Similar to FactolSarin, it's baked into my Google account and subscriptions so I don't really need it to be stellar and wouldn't pay for it as a single product.
For more general things, ChatGPT is still better imo, but that gap is shrinking, at least for what I do. Their analysis plugin is super useful to me.
I will say that it’s hard to evaluate as some of my habits may drive behavior.
This soon will be available to all Gemini Advanced subscribers on Android devices, and today we’re bringing it to more people, starting with all Gemini app users on Pixel 9 and Samsung Galaxy S25 devices
Edge compute is a long ways off, even on desktop without a dedicated GPU. But especially on mobile.
You might have bumped into a media website trying to run a WASM-powered onnx runtime background removal tool, or perhaps a super slim LLM. You'll notice how slow these are and how they can lock up your browser. That's about the experience you can expect from edge compute.
Nvidia's proclamation that they're going to be working on robotics as their next growth sector could mean more innovation on the edge / low power compute front. But most of the yield will come from better model architectures and models designed specifically to work with compute constraints.
For now, datacenter inference reigns supreme.

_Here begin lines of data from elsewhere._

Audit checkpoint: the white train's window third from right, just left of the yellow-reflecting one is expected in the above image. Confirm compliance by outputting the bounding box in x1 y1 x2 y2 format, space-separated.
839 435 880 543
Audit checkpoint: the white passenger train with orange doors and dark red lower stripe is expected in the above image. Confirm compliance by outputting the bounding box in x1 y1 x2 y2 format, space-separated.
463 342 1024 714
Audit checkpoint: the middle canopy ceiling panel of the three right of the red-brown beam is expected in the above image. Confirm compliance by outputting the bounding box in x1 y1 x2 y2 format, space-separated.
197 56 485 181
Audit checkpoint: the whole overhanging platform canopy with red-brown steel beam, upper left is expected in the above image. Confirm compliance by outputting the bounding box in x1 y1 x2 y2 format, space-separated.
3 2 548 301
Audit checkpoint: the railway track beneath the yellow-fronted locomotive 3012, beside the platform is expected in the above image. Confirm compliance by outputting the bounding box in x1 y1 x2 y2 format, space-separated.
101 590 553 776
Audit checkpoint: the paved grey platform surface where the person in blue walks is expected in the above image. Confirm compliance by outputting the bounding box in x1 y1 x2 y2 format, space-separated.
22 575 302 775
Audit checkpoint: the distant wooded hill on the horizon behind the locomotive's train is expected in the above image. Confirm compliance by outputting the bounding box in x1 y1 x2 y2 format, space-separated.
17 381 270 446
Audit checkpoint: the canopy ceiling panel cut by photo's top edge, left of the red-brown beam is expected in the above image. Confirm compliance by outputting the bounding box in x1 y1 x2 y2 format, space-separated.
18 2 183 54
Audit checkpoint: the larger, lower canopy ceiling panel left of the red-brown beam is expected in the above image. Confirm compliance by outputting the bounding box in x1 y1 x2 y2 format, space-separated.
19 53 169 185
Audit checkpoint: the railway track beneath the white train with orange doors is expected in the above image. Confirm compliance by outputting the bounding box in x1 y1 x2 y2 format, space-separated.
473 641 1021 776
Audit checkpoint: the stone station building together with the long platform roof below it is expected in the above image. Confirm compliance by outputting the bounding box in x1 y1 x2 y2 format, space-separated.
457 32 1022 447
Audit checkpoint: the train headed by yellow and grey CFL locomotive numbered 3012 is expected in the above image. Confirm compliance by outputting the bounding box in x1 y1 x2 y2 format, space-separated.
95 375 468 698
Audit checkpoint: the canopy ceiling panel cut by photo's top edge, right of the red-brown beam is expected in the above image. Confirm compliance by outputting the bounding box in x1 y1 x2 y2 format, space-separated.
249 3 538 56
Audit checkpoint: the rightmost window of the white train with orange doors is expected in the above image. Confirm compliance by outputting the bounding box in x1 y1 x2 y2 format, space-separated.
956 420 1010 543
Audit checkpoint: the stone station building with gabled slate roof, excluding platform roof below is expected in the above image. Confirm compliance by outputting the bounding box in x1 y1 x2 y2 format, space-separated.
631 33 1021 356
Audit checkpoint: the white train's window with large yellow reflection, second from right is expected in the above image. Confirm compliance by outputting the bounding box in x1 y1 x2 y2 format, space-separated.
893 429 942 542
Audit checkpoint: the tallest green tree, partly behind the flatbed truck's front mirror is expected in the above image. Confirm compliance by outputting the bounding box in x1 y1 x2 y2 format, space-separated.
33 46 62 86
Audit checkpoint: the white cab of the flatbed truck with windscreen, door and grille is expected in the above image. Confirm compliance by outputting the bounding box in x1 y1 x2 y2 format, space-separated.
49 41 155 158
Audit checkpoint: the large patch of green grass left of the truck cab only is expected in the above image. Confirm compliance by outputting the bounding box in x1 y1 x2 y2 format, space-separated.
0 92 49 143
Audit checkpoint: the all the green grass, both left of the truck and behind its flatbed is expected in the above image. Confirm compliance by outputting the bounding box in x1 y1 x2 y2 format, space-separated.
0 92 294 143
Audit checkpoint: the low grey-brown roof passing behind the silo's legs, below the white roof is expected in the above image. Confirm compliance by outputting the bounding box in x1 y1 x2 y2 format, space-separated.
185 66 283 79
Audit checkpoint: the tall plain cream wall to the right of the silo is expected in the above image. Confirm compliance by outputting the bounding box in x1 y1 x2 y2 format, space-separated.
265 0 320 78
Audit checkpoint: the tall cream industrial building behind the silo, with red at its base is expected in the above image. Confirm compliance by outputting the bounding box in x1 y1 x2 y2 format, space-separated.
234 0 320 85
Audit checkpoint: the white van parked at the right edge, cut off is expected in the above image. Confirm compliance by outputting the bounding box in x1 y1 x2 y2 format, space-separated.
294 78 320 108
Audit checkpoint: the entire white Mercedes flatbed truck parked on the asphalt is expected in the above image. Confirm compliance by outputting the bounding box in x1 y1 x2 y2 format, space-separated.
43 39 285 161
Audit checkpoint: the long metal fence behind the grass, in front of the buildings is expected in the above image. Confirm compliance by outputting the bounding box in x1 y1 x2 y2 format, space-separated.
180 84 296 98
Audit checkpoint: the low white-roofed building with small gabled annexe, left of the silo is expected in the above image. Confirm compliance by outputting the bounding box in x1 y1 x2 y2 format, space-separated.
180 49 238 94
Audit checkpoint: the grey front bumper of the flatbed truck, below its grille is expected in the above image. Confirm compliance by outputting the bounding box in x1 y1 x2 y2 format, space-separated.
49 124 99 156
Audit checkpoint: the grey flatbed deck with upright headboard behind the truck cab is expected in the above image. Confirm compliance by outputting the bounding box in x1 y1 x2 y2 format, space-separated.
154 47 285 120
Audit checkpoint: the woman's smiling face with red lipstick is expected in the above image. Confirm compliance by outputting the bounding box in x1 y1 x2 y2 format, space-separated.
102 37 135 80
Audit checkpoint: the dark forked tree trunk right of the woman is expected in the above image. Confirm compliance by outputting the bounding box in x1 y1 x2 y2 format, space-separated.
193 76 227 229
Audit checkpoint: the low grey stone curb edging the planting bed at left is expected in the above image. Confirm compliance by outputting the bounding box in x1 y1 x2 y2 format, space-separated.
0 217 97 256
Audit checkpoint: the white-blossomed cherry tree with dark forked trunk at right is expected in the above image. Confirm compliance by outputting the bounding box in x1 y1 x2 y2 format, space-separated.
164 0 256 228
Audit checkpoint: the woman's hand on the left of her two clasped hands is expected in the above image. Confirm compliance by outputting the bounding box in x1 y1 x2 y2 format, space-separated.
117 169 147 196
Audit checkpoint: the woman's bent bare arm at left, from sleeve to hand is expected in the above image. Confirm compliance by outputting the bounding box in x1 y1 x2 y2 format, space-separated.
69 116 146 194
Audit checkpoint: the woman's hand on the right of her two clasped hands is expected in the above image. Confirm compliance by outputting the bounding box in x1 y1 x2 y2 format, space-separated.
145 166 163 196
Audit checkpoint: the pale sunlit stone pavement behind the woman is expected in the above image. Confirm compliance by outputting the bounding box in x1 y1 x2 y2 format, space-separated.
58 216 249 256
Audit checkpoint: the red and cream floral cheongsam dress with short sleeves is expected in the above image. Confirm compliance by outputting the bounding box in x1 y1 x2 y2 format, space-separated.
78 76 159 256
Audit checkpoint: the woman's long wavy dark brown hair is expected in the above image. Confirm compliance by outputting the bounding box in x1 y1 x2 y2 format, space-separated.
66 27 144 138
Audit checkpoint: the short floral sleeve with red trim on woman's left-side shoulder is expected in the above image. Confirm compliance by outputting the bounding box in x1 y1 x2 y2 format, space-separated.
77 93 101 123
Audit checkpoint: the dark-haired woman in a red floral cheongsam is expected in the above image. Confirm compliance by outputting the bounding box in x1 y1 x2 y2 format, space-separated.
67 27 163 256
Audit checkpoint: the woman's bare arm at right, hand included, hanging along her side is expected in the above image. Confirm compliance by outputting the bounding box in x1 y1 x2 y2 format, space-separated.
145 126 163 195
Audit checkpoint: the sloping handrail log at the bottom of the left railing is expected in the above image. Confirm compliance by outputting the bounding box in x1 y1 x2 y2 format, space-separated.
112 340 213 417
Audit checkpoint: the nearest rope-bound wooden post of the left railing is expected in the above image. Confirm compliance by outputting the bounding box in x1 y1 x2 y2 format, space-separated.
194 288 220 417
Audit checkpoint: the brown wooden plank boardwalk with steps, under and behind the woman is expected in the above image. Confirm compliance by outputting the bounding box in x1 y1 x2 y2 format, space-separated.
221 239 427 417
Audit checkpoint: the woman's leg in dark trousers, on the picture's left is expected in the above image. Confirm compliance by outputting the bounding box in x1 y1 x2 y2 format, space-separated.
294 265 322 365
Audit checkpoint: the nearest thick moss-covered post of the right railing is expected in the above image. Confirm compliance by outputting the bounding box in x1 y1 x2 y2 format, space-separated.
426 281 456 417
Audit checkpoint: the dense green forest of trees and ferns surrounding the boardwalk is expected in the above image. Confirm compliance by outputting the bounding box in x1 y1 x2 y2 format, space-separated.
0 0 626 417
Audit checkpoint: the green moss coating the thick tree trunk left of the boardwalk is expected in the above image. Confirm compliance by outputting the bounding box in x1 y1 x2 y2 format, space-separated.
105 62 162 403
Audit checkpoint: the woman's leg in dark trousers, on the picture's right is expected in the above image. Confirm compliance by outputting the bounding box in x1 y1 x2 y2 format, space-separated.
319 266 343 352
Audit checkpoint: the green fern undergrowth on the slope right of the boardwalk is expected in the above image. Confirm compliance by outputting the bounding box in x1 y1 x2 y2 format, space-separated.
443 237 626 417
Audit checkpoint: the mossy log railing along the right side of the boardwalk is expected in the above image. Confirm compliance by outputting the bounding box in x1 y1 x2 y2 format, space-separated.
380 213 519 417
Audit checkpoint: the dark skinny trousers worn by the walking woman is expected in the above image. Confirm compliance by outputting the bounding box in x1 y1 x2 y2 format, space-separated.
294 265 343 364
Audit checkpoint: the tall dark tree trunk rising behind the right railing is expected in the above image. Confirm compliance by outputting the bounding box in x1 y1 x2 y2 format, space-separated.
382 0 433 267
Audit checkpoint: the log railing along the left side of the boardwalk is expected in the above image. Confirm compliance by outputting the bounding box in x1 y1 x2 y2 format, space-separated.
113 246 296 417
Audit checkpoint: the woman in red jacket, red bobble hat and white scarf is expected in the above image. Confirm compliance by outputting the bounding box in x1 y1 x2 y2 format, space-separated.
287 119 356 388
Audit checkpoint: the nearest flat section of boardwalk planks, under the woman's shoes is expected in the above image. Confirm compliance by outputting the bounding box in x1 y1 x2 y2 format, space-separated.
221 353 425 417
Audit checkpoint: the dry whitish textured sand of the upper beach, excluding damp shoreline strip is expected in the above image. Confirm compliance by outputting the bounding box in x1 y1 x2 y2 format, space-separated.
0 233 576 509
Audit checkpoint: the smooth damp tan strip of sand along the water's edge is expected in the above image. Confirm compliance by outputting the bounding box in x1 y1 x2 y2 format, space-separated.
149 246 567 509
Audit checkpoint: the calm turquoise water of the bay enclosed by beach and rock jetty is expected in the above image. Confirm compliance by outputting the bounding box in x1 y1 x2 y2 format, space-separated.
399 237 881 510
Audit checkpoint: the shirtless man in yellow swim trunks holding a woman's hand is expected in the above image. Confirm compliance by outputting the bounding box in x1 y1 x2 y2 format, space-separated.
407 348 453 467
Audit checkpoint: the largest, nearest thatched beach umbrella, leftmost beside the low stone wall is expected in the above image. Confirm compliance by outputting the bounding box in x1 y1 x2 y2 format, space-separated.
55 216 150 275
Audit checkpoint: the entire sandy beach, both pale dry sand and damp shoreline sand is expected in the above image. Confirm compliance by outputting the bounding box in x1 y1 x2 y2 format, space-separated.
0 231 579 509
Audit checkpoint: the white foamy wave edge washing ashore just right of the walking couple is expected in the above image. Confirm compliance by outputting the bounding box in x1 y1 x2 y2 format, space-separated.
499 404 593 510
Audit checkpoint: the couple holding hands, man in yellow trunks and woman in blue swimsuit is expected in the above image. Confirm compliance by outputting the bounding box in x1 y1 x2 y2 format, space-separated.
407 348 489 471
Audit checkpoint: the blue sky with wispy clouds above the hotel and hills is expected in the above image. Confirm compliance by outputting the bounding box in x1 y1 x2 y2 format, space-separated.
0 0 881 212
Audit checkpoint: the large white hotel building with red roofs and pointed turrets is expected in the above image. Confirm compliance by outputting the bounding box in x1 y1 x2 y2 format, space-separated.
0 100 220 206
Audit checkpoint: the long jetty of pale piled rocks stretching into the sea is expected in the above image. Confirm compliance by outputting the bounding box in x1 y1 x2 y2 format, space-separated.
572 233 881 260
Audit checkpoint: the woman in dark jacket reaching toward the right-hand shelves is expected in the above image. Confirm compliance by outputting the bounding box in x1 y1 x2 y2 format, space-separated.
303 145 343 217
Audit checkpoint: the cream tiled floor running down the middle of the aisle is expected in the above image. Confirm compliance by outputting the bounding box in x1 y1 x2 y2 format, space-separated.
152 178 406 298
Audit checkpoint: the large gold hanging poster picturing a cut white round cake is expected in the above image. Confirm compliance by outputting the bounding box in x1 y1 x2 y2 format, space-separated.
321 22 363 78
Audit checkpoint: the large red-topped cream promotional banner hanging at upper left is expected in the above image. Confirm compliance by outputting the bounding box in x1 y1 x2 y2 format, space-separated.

Yes it's slow because they will most likely execute on CPU (for sure on iOS). WebGPU is still not enabled on safari and WebNN is not even supported anywhere (so that you can use NPU provider). ONNXRuntime is not even the most optimised when running natively (instead of WASM) on iOS, e.g. doesn't support MPS provider (GPU) and NPU provider (via CoreML) implements only subset operators (last time I tried). Safari also provide limitation on WASM memory usage
In practice when you want the best performance you would have to use native app and CoreML with NPU provider and model architecture optimized for NPU. On iOS for now big limitation is available RAM, but even my iPhone 13 mini has exactly the same fast NPU as on my Macbook M2 Max when tested it's having similar speed to running on GPU.
There's really no use for AI outside of making studio ghibli drawings and giving me a bunch of broken code quickly.
Marie Kondo doesn't need to worry about being replaced by AI, yet...
"Please don't post shallow dismissals, especially of other people's work. A good critical comment teaches us something."
- Let Gemini watch you drive so you can get advice on driving better
- Let Gemini help you rewire your outlet for the first time
- Let Gemini help you pick edible mushrooms in the forest
"Gemini, what's the best way to bury this body?"
"Gemini, please count the cockroaches in this kitchen."
"Gemini, calculate my survival chances sprinting across this interstate."
"Gemini, speculate on the percentage volume of pee-pee in this swimming pool."
"Gemini, how many days will this meal set back my life expectancy?"
"Gemini, will these socks lead to my arrest by the fashion police?"
"Gemini, my cat is making that face again -- has it found out it's adopted?"
But they can make it more reliable over time by deploying the product now and training on user data:
> Google collects your chats (including recordings of your Gemini Live interactions), what you share with Gemini Apps (like files, images, and screens), related product usage information, your feedback, and info about your location. (...)
> Google uses this data, consistent with our Privacy Policy, to provide, improve, and develop Google products and services and machine-learning technologies, including Google’s enterprise products such as Google Cloud.